Model assumptions were checked using histograms and QQ-plots. The QQ-plot revealed a right-skewed distribution of the variable 'Total nursing workload'. We performed a logarithmic transformation in order to achieve normal distribution. All other metric variables were approximately normally distributed.

Neurological conditions

Model with Barthel Index

Data from 49 patients were available for multiple analyses. The BI score, age and sex explained 47.6% of the variance of total nursing workload. Details on the model are presented in table 4.

Table 4.

Variables predicting nursing workload in patients with neurological conditions selected by the 'least absolute shrinkage and selection operator' (LASSO).

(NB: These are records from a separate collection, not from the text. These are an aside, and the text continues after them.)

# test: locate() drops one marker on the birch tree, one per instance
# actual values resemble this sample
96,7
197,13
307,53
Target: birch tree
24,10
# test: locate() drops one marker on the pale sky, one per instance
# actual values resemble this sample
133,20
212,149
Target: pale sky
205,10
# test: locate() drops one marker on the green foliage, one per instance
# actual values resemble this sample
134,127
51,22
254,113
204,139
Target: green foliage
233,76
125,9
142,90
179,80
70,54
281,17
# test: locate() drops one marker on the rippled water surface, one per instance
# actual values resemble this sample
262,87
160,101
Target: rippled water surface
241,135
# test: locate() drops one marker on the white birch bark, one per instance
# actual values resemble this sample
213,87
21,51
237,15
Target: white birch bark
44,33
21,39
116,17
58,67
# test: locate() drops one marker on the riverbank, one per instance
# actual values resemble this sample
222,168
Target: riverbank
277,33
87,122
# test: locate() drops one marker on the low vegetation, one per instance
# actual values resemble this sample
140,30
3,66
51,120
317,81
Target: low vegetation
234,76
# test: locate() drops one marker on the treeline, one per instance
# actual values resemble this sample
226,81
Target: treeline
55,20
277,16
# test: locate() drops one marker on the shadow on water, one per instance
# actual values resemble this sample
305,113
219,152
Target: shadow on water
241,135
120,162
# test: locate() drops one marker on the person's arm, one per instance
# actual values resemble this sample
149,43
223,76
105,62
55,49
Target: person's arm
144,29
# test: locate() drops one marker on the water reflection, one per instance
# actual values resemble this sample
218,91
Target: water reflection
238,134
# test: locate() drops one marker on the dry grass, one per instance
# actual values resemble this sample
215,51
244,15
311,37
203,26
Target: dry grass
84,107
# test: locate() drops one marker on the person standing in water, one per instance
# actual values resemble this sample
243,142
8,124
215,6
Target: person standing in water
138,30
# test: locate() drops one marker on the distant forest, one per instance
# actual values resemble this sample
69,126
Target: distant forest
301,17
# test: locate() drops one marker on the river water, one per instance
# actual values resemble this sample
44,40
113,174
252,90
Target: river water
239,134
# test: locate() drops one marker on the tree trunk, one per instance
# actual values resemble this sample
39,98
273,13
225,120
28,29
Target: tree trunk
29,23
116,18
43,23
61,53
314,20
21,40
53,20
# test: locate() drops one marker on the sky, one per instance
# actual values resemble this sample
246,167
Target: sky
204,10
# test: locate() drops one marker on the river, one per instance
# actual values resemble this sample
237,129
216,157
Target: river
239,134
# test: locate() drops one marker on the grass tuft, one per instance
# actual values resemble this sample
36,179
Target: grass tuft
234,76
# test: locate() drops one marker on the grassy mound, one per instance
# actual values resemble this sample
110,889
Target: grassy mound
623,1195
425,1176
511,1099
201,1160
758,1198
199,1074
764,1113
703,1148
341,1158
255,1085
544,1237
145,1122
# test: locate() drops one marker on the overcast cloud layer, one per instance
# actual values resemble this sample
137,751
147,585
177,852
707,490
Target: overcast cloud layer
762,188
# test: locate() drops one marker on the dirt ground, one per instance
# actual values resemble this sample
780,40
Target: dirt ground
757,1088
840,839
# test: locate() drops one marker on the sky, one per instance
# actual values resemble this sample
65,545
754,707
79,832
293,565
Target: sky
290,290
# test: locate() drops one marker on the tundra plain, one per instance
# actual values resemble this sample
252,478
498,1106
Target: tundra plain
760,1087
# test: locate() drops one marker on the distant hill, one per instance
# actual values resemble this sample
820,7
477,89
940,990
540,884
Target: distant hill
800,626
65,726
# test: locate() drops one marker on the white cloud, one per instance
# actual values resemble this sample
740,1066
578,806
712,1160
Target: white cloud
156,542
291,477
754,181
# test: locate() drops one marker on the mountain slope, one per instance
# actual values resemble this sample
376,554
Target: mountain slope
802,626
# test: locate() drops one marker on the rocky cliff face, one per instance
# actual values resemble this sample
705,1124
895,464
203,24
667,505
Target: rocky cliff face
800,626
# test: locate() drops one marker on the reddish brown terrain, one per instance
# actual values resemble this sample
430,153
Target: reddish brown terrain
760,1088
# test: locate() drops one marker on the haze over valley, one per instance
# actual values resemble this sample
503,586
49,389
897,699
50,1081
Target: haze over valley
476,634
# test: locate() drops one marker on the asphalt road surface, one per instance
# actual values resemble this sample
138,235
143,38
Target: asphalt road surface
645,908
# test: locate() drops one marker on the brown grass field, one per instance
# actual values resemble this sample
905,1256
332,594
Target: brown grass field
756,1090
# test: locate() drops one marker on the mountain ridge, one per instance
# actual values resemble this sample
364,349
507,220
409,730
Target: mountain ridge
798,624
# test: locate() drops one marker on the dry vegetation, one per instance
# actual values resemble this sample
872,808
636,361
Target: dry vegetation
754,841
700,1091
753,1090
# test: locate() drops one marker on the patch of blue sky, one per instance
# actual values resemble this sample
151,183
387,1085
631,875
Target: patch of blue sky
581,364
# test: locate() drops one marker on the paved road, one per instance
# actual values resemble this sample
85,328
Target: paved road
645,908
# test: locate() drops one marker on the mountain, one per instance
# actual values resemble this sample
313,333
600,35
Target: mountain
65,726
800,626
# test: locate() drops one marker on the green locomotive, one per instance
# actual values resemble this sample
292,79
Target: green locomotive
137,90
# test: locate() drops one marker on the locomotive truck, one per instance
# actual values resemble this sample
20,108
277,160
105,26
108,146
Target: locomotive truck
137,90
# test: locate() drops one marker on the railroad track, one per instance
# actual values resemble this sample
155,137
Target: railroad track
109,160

Model with Barthel Index n = 49 Model with ICF categories n = 77
Variable Estimate P-Value Estimate P-Value
Age 0.01 0.4085 0 0.5137
Sex (male) -0.32 0.1588 -0.35 0.0774
Barthel Index -0.02 <.0001
b147 Psychomotor functions 0.32 0.0517
b525 Defecation functions 0.65 0.0061
b620 Urination functions 0.22 0.0797
d420 Transferring oneself 0.07 0.7176
d520 Caring for body parts 0.41 0.0674
R-squared (R-squared adjusted for number of variables in the model) 0.4758 (0.4409) 0.4928 (0.4414)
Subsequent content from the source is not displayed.